Dec 13, 2010

Linux load average

I wanted to write an article about a topic that over time, it is still generating much confusion: the load average.

The system load average is a set of three numerical values which are provided by tools such as uptime or top. These values represent the average number of system processes that during the last 1, 5 and 15 minutes have been waiting for any resource of the system (CPU, disk access, network, etc.)

[root@centos ~]# uptime
15:43:45 up 9 days,  5:19,  1 user,  load average: 1.62, 1.49, 1.39

[root@centos ~]# top
top - 15:44:32 up 9 days,  5:20,  1 user,  load average: 1.38, 1.43, 1.37

In the previous output of the uptime command, 1.49 means that during the last 5 minutes, an average of 1.49 processes have been blocked waiting for some resource allocation.

For instance, I usually set a trigger in Zabbix for when the average load during the last 5 minutes has been higher than the number of cores available on the monitored machine.

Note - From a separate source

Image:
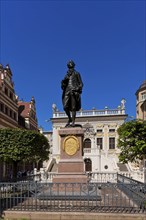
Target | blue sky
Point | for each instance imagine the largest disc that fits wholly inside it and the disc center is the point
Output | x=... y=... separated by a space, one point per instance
x=106 y=40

When an alarm of this type is raised, does not necessarily have to mean that the CPU is overloaded. At that moment we have to use other Linux tools, such as top, vmstat, iostat, vnstat, etc, in order to find out what process or processes are involved and what resources are affected.

Finally, to emphasize the word of the title (Linux...), since these values for UNIX systems represent the number of processes which have utilized (running) the CPU or have been expecting for it (runnable).